PRIMA-1MET selectively restores the activity of mutant p53 in tumor cells.[1]
The p53 is encoded in humans by the TP53 gene. The molecular mass of p53 is 53 KD. The p53 has the function of regulating the cell cycle, thus, it functions as preventing cancer, a tumor suppressor. The p53 plays an important role in apoptosis, inhibition of angiogenesis and genomic stability by activating DNA repair proteins, arresting cell growth though holding the cell cycle and initiating apoptosis. p53 becomes activated in response to DNA damage, osmotic shock, oxidative stress or other myriad stressors. Activated p53 activates the expression of several genes by binding DNA including p21. p21 binds to the G1-S/CDK complexes which is an important molecules for the G1/S transition, then causes cell cycle arrest. The increasing amount of p53 may be a solution for prevention of tumors spreading or treatment of them. About half of human tumours have mutant p53 then lose the control for cell apotosis.[2]

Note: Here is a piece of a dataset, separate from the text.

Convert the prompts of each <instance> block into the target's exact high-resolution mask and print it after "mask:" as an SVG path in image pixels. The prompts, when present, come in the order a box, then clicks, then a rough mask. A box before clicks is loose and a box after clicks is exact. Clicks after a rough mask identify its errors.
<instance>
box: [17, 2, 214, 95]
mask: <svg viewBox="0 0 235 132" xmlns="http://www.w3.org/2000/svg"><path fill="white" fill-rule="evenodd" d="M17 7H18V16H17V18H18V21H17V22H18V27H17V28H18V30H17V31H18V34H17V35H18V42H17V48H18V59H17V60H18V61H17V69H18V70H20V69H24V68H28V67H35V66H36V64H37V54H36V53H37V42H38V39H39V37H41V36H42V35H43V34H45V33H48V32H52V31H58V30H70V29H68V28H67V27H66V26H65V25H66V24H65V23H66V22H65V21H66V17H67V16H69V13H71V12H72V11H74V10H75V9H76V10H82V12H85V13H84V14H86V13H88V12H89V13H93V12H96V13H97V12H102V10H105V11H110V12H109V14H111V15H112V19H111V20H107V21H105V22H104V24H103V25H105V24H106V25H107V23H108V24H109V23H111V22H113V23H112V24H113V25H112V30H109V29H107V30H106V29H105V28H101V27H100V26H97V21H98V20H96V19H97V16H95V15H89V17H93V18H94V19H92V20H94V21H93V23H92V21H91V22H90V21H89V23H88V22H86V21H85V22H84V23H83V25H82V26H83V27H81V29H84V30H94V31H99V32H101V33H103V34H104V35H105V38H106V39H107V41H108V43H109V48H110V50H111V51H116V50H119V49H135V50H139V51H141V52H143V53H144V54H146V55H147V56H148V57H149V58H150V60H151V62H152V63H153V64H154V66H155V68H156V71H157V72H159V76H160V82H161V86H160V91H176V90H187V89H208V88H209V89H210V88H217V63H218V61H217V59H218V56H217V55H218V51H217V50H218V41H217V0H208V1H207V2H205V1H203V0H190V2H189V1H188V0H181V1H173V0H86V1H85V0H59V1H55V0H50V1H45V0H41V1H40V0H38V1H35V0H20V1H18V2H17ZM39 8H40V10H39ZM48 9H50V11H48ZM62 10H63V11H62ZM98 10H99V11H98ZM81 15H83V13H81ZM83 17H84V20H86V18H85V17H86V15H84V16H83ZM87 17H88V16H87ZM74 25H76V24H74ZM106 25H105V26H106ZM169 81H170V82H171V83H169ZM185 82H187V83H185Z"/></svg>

PRIMA-1MET is a methylated derivative of PRIMA-1. PRIMA-1 suppressed the growth of Saos-2-His-273 osteosarcoma cell but did not affect the cell lines which express wild type P53. PRIMA-1 directly binds to mutant p53 according to gel shift assay.[2] PRIMA-1MET induced nucleolar translocation of Hsp70, PML, CBP and p53 in MCF 7 cells.[3] PRIMA -1MET reactivate the mutant p53, then results in enhanced expression of genes which are involved in apoptosis and cell-cycle regulation[4]. In the H1299-His175 cells, treatment with 50μM PRIMA-1MET leaded to significant caspase-2 activation , then induced mitochondria-mediated apoptosis.[1]

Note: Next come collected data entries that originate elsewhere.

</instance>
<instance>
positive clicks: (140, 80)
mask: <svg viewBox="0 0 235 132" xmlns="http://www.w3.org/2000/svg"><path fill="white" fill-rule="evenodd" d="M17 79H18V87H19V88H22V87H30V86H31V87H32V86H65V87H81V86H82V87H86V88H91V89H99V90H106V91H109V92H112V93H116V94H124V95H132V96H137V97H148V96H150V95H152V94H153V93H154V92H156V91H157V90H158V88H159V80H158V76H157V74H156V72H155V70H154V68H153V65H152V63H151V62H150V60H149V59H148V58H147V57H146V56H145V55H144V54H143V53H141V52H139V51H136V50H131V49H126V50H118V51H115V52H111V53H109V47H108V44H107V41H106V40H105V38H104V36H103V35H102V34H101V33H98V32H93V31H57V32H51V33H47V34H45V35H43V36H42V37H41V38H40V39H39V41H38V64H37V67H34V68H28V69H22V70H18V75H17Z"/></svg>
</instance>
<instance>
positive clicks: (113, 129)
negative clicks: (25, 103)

PRIMA-1 MET at 25μM reduced the IC50 of cisplatin in H1299 cells by inducing mutant P53-dependent apotosis.[5]
In SCID mice with H1299-His175 tumor xenografts, the combination of PRIMA-1MET at 100mg/Kg and cisplatin significantly inhibited tumor grown compared to cisplatin only. [5]
References:
[1]. Shen J, Vakifahmetoglu H, Stridh H, Zhivotovsky B, Wiman KG: PRIMA-1MET induces mitochondrial apoptosis through activation of caspase-2. Oncogene 2008, 27(51):6571-6580.

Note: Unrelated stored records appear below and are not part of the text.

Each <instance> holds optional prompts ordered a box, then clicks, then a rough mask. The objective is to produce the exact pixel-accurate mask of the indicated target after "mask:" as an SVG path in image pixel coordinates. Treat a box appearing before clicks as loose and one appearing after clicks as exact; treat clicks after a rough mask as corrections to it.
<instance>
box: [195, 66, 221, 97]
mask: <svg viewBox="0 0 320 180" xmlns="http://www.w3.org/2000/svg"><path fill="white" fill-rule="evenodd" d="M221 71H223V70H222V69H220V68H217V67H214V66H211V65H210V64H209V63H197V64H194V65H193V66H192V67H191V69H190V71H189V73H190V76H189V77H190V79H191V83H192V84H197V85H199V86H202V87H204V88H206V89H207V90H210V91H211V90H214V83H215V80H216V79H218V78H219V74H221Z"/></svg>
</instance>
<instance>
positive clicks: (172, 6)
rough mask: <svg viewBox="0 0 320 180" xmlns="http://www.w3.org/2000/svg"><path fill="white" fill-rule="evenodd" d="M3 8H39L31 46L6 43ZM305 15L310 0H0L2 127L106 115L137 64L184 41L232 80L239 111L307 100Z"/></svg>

[2]. Bykov VJ, Selivanova G, Wiman KG: Small molecules that reactivate mutant p53. Eur J Cancer 2003, 39(13):1828-1834.
[3]. Stuber G, Flaberg E, Petranyi G, Otvos R, Rokaeus N, Kashuba E, Wiman KG, Klein G, Szekely L: PRIMA-1MET induces nucleolar translocation of Epstein-Barr virus-encoded EBNA-5 protein. Mol Cancer 2009, 8:23.
[4]. Lambert JM, Moshfegh A, Hainaut P, Wiman KG, Bykov VJ: Mutant p53 reactivation by PRIMA-1MET induces multiple signaling pathways converging on apoptosis. Oncogene 2010, 29(9):1329-1338.
[5]. Bykov VJ, Zache N, Stridh H, Westman J, Bergman J, Selivanova G, Wiman KG: PRIMA-1(MET) synergizes with cisplatin to induce tumor cell apoptosis. Oncogene 2005, 24(21):3484-3491.